Here’s an excerpt from the executive summary addressing the business case for sustainability competence:
Where sustainability is material to a company, boards have a ﬁduciary responsibility to act. A key part of the ﬁduciary responsibility of boards is the duty of care, or the duty to adequately inform themselves of material issues prior to making business decisions. To discharge this responsibility, directors need to be able to understand and evaluate material risks facing the business. When a social or environmental force poses material risks, directors now need to consider those risks in decision-making in order to adequately discharge their ﬁduciary responsibility.
Investors are increasingly focusing on board sustainability competence. Investors are making connections between sustainability and materiality on one hand, and ﬁnancial performance on the other. As a result, they are focusing on the critical role the board plays in ensuring the resilience of a company’s assets and its long-term business strategy. Consequently, investors are putting pressure on boards to show themselves as “competent” in environmental and social issues.
Your mileage may vary when it comes to legal arguments about what the fiduciary duty of care requires here, but there’s no doubt that sustainability is becoming a top priority for many investors.
The report calls for companies to take a variety of steps to build a sustainability competent board. These include integrating sustainability into the nominating process, educating directors on sustainability risks, & deepening engagement with experts and stakeholders on relevant sustainability topics.
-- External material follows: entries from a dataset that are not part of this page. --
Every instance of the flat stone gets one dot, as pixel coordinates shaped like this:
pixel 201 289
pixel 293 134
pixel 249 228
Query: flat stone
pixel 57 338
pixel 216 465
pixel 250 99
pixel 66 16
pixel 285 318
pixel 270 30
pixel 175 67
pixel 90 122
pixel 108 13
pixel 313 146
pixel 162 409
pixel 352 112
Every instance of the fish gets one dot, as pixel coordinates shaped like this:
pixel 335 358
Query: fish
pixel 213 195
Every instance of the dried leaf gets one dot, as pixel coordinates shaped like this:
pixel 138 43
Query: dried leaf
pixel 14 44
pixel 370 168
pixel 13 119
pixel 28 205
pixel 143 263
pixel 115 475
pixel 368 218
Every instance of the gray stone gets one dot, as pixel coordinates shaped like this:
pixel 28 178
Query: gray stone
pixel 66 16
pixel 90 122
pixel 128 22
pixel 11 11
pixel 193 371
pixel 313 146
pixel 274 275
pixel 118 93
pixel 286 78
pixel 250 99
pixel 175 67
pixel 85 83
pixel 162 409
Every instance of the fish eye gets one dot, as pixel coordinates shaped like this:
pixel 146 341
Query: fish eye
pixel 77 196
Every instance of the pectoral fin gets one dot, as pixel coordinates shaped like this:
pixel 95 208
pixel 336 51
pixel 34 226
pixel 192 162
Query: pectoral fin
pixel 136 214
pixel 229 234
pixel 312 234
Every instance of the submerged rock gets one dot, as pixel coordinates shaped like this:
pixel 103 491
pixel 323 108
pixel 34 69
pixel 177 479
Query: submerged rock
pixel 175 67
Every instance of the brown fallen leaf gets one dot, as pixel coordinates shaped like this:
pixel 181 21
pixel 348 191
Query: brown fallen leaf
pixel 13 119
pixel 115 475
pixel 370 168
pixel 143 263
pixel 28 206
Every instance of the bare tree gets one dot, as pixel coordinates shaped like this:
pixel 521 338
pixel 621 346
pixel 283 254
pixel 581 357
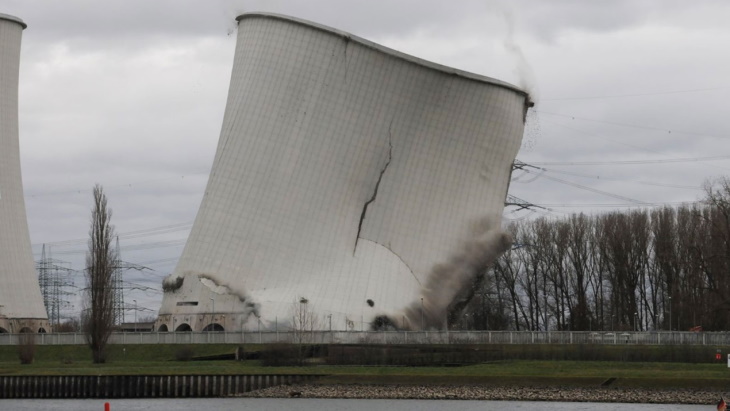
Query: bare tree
pixel 99 318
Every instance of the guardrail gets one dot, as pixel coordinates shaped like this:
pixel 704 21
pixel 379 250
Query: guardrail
pixel 389 337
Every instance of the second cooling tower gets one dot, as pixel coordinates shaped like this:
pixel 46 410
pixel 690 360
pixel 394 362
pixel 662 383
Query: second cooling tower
pixel 349 178
pixel 21 304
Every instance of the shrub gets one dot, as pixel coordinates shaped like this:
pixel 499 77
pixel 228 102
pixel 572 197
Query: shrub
pixel 26 348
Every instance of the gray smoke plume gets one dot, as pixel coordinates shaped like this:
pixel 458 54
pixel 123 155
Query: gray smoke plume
pixel 451 284
pixel 525 73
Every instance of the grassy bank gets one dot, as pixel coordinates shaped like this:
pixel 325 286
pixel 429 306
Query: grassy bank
pixel 164 359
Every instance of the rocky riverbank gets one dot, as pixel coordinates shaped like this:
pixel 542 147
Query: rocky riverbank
pixel 475 392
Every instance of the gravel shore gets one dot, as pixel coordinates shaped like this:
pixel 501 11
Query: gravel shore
pixel 475 392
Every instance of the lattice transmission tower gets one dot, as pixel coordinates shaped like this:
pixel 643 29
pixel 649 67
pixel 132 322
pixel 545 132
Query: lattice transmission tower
pixel 55 278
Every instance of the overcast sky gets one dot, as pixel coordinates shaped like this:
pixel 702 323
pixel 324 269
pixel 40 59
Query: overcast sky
pixel 130 94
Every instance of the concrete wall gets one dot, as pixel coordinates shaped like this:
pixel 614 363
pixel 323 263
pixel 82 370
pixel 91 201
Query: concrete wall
pixel 346 174
pixel 21 304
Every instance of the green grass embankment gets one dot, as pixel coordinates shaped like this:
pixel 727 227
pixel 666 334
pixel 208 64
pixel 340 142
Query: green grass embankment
pixel 161 360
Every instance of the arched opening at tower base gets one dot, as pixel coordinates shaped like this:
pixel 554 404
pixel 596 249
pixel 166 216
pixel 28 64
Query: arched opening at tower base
pixel 213 327
pixel 183 328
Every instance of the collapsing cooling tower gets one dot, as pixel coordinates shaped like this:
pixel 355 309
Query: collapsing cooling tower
pixel 21 304
pixel 360 181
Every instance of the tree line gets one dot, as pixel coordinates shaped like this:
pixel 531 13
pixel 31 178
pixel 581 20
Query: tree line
pixel 657 269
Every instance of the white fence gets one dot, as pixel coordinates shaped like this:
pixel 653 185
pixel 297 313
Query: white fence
pixel 390 337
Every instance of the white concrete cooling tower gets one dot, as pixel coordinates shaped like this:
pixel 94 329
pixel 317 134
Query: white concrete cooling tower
pixel 360 181
pixel 21 304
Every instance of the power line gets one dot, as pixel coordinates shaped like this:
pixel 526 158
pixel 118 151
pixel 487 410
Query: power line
pixel 629 162
pixel 656 93
pixel 613 123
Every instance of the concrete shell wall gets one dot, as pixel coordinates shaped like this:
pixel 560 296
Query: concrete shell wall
pixel 21 304
pixel 345 174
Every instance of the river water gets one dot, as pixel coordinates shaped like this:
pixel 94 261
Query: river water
pixel 302 404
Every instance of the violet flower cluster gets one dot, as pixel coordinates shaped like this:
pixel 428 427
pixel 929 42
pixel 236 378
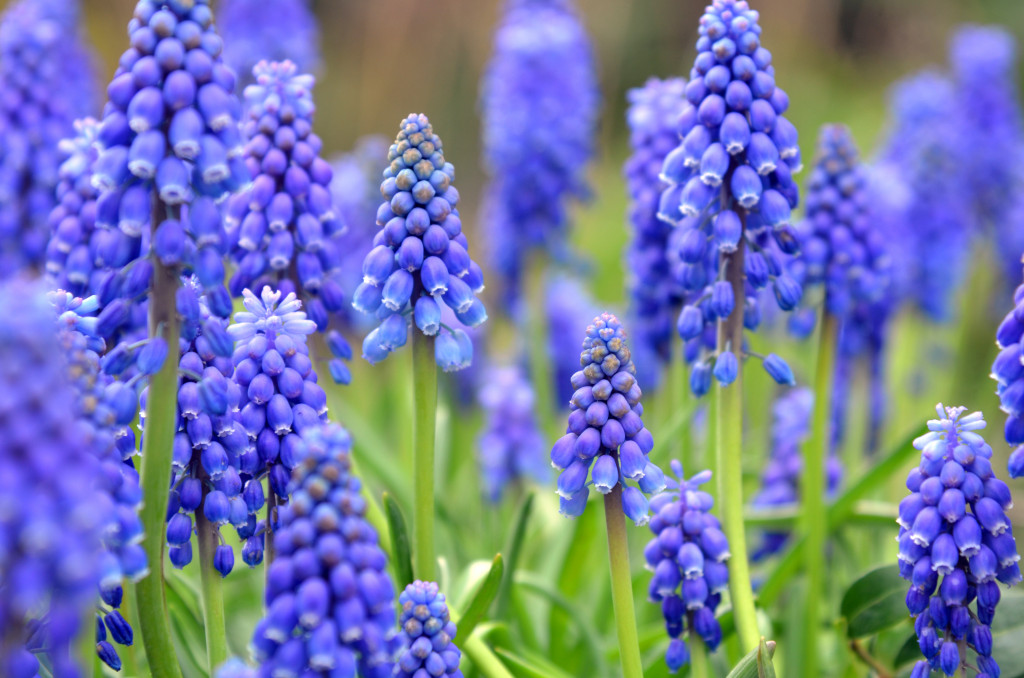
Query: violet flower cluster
pixel 606 442
pixel 330 599
pixel 955 545
pixel 687 557
pixel 1008 371
pixel 284 229
pixel 511 445
pixel 540 102
pixel 170 129
pixel 730 186
pixel 780 477
pixel 281 399
pixel 420 256
pixel 655 295
pixel 427 634
pixel 51 513
pixel 104 411
pixel 925 150
pixel 281 30
pixel 46 75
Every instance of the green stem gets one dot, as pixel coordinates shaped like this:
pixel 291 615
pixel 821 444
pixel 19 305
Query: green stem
pixel 813 488
pixel 729 459
pixel 540 358
pixel 622 585
pixel 161 415
pixel 213 593
pixel 424 424
pixel 698 657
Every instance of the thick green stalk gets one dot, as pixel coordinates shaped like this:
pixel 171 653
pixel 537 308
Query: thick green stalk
pixel 424 424
pixel 729 459
pixel 161 415
pixel 622 585
pixel 214 621
pixel 812 491
pixel 540 359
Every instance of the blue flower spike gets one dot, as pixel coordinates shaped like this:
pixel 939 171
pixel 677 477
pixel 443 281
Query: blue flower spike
pixel 955 545
pixel 420 257
pixel 606 442
pixel 687 557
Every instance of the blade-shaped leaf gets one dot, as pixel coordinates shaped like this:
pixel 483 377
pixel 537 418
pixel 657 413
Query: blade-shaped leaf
pixel 875 601
pixel 481 598
pixel 400 549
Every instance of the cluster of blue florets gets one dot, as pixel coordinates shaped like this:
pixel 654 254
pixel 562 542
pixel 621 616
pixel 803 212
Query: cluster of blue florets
pixel 841 248
pixel 255 31
pixel 655 295
pixel 53 512
pixel 606 442
pixel 540 106
pixel 330 599
pixel 730 186
pixel 780 477
pixel 284 228
pixel 105 410
pixel 687 557
pixel 420 255
pixel 46 75
pixel 511 445
pixel 170 129
pixel 955 544
pixel 427 634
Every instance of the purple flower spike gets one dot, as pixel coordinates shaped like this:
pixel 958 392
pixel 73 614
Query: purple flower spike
pixel 688 557
pixel 954 580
When it comes to sustainability, most of the action among investors has come from institutions. This recent publication from the US SIF Foundation aims to change that – it provides a guide for retail investors to getting started in socially responsible investing.
IPOs: Are SPACs the Answer for Unicorns?
We’ve previously blogged about various aspects of the Unicorn phenomenon – $1 billion dollar tech companies that are reluctant to take the IPO plunge. How can these companies be coaxed into the public marketplace? This NYT DealBook article says somebody’s building an app – uh, I mean a SPAC – for that. Here’s an excerpt:
Last week, Chamath Palihapitiya, a brash entrepreneur who was an early Facebook employee, launched a public company known as a special purpose acquisition company, or a “blank check” company, with $600 million put up by investors. The intent is to merge with one of Silicon Valley’s unicorns, taking it public through a back door of sorts.
The idea is to remove “the process of going public that is true brain damage,” Mr. Palihapitiya said.
Unicorns may have the cash to defer going public, but it does create problems for them when it comes to retaining talent – at some point, employees realize that they can’t eat private company stock. By gobbling up Unicorns into a SPAC, the idea is that the entity will enable their management to avoid all of the headaches and distractions of the IPO process, and become public in a blink through a reverse merger.
Reverse mergers as a vehicle for going public don’t have the greatest track record – but most of the companies that have gone down that path weren’t in a position to attract the kind of attention from market participants that a hot tech property might. So, who knows? It might just be crazy enough to work.